SEMANTIC ILLOGICALITY IN THE PROCESS OF THINKING
DOI:
https://doi.org/10.31392/UDU-nc.series12.2023.22(67).06Keywords:
thinking, meaning, illogicality, contradiction, formal logic.Abstract
Objective. The article is aimed at establishing an empirical connection between semantic illogicality and other properties of thinking. Illogicality is defined as the semantic opposite of judgments, which is objectified in contradictory theses that cannot be true at the same time. The author assumes that illogic is one of the lower levels of thinking and is actualized in the case of an individual’s inability to rise to the operationalization of cognitive material using the laws of formal logic.

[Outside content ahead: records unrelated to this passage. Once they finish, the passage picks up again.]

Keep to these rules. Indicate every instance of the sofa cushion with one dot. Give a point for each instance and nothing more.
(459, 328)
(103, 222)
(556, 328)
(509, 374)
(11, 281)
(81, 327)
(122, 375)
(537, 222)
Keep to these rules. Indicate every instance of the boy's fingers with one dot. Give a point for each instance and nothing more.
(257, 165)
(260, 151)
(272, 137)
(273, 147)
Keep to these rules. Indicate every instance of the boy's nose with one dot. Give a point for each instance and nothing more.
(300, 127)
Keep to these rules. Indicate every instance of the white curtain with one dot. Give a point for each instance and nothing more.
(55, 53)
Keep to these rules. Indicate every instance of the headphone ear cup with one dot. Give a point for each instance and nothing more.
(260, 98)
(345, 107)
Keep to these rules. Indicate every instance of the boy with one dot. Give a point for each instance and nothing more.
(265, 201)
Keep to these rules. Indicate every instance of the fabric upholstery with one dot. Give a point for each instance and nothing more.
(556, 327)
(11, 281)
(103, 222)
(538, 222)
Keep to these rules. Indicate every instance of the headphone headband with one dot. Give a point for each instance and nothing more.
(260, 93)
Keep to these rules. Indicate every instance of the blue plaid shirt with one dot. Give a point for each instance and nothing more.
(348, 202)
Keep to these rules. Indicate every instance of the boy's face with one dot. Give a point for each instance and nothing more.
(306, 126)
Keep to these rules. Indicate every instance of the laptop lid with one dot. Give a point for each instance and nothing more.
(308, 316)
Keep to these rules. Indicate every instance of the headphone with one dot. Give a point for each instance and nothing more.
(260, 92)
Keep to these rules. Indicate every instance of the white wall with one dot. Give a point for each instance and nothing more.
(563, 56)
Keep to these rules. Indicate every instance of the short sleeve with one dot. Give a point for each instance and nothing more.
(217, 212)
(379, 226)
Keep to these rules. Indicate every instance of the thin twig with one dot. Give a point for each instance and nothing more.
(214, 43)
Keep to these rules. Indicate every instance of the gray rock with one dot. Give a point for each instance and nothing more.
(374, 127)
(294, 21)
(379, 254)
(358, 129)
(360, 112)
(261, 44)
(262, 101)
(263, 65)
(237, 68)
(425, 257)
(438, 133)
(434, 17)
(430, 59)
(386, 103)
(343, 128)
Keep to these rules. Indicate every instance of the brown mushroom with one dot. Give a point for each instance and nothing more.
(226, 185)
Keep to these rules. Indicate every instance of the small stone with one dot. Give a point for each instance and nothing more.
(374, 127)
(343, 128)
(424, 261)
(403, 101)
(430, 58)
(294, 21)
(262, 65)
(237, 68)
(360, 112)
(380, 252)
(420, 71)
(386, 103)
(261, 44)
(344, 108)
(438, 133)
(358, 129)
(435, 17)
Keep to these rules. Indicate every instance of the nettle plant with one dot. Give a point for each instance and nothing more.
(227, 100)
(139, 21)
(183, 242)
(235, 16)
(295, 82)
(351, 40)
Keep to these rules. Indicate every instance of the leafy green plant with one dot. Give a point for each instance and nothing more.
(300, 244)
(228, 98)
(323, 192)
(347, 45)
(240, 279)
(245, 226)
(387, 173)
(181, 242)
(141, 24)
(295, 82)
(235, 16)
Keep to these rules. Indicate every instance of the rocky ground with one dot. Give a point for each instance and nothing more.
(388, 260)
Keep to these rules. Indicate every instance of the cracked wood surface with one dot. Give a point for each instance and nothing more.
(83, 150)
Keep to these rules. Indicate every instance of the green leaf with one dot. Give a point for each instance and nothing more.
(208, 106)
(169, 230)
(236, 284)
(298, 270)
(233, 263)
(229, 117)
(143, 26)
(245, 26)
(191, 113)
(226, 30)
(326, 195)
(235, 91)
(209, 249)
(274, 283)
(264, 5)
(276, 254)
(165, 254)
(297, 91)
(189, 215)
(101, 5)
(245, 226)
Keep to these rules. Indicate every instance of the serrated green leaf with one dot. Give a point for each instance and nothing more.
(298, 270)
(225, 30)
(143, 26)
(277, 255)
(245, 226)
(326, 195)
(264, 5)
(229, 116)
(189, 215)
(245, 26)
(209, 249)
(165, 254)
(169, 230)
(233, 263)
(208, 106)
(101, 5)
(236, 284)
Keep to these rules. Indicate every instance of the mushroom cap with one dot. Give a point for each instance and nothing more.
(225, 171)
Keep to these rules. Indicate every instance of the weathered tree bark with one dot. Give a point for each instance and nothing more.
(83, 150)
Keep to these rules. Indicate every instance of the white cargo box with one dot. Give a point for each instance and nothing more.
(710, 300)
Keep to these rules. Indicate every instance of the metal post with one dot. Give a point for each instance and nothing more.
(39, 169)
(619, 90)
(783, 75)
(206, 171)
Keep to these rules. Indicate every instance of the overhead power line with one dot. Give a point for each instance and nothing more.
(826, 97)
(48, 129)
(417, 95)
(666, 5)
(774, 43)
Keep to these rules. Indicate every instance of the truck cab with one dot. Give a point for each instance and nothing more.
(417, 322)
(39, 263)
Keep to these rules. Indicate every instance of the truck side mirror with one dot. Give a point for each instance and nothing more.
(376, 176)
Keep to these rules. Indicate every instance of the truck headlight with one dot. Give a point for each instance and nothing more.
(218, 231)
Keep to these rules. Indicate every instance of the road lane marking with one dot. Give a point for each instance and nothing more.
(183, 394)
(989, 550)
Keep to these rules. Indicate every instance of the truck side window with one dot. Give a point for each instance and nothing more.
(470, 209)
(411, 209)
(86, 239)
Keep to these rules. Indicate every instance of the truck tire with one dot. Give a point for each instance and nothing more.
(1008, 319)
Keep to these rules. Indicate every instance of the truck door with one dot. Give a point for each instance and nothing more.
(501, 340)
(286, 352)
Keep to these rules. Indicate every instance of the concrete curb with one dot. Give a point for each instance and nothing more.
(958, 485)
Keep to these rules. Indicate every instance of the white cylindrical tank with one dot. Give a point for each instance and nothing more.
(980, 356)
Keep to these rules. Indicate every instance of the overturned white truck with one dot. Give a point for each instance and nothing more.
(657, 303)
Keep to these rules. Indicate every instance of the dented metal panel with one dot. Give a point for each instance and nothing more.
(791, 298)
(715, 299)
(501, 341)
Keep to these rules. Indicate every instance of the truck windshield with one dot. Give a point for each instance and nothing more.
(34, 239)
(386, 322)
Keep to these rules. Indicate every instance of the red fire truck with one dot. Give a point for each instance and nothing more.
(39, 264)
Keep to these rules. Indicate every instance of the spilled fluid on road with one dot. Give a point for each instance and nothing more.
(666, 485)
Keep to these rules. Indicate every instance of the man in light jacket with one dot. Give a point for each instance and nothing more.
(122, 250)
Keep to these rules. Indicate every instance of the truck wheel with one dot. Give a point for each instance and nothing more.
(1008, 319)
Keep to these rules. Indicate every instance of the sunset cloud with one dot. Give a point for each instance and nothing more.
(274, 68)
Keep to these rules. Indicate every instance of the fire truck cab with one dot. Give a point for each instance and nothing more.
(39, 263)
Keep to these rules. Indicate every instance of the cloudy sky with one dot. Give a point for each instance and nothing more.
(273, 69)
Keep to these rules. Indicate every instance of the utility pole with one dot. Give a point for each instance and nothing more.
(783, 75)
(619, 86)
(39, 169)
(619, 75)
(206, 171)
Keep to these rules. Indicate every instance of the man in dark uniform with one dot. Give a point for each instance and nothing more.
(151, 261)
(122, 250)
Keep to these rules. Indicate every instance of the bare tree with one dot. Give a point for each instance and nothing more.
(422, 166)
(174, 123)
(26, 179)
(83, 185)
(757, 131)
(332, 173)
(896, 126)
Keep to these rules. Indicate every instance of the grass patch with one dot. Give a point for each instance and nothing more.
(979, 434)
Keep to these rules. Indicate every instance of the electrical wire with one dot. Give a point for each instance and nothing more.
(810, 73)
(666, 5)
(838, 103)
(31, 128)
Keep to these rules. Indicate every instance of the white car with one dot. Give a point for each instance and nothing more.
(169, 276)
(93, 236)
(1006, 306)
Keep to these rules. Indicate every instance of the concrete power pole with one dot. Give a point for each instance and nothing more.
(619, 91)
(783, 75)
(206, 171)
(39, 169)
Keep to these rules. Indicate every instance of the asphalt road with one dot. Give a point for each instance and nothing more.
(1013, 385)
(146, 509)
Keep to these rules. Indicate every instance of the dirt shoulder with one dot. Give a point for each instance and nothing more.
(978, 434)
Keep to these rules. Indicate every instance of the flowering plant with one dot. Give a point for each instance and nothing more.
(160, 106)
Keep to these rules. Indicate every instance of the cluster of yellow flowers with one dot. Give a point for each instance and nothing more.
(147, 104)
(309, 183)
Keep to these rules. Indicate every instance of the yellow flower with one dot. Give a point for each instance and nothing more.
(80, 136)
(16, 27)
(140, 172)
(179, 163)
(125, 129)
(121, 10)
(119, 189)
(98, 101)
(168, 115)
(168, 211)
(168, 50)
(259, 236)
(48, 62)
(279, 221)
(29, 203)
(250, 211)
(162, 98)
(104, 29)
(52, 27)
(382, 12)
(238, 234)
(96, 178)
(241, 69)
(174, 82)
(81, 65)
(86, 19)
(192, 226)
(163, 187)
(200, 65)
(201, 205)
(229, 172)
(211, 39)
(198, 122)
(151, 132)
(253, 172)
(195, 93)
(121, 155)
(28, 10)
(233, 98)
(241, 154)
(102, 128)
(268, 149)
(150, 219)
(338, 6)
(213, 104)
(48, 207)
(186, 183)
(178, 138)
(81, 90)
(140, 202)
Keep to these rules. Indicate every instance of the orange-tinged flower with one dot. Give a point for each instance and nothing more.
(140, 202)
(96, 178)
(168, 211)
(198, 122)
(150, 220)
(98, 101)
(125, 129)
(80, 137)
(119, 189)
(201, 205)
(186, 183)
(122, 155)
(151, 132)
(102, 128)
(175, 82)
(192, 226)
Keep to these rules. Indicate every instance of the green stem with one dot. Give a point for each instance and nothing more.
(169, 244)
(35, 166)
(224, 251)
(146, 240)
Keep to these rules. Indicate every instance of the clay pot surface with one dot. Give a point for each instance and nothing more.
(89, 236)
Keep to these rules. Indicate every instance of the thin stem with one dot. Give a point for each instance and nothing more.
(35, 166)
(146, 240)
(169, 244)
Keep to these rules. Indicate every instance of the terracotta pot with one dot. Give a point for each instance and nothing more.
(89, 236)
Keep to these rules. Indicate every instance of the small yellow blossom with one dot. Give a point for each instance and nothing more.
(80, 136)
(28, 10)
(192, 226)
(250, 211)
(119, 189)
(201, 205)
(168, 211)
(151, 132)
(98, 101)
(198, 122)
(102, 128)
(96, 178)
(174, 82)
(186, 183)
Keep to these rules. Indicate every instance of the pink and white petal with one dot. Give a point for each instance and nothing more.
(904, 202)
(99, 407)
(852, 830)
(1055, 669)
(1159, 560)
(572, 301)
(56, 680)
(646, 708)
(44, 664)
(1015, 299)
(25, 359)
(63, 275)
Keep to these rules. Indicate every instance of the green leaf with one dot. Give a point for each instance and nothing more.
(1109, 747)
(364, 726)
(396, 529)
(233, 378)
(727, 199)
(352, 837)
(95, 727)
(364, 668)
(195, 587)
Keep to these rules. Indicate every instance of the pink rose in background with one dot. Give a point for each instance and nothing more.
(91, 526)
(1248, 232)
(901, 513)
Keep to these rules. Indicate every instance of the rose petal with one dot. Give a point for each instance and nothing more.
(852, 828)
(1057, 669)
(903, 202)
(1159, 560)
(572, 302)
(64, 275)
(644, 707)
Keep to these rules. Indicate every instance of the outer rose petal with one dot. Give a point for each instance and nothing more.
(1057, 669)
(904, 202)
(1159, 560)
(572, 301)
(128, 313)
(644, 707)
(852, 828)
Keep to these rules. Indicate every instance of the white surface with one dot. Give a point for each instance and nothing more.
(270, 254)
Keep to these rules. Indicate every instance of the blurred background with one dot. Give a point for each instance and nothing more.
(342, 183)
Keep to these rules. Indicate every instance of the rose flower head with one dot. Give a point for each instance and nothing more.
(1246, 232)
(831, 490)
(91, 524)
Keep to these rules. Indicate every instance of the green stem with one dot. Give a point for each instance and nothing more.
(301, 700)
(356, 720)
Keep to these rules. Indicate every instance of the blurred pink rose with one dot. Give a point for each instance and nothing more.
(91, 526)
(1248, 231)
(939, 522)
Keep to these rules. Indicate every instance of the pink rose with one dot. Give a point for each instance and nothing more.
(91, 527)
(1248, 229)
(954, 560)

Research methods: theoretical (analysis of procedural characteristics of thinking); empirical (“Method of textual gaps”); mathematical statistics (arithmetic mean, standard deviation, coefficient of variation, oscillation coefficient, correlation coefficient, linear regression analysis). The results. Mathematical and statistical analysis of the empirical material showed that the use of illogical formulations in the construction of meaning is typical for more than half of the researched. At the same time, the number of such formulations is insignificant and fluctuates quite strongly, so that it is possible to establish the regularity of their appearance. It is characteristic that the number of illogical formulations increases during the execution of the task. Illogical judgments are moderately inversely related to logical judgments. The phenomenon of illogic lowers the overall level of meaning formation, but this tendency is not pronounced. Conclusions. Semantic illogicality is an attempt to direct the narrative, to reveal cognitive subjectivity in a situation where the judgment can be formed only on the principle of opposition to the existing thesis. Illogicality plays a tactical role in the formation of general meaning and is revealed when constructive formal logical ways of unfolding the discourse become unavailable. Due to the production of illogicality, the subject ignores the meaning that is poorly crystallized for him/her and moves on to the crystallization of the original meaning. This is a tactical "mistake" on the way to the correct answer. Prospects for further research are to determine the links between illogic and other types of judgments that are conceptual for the formation of the general meaning and to compare manifestations of illogicality in different periods of ontogenesis.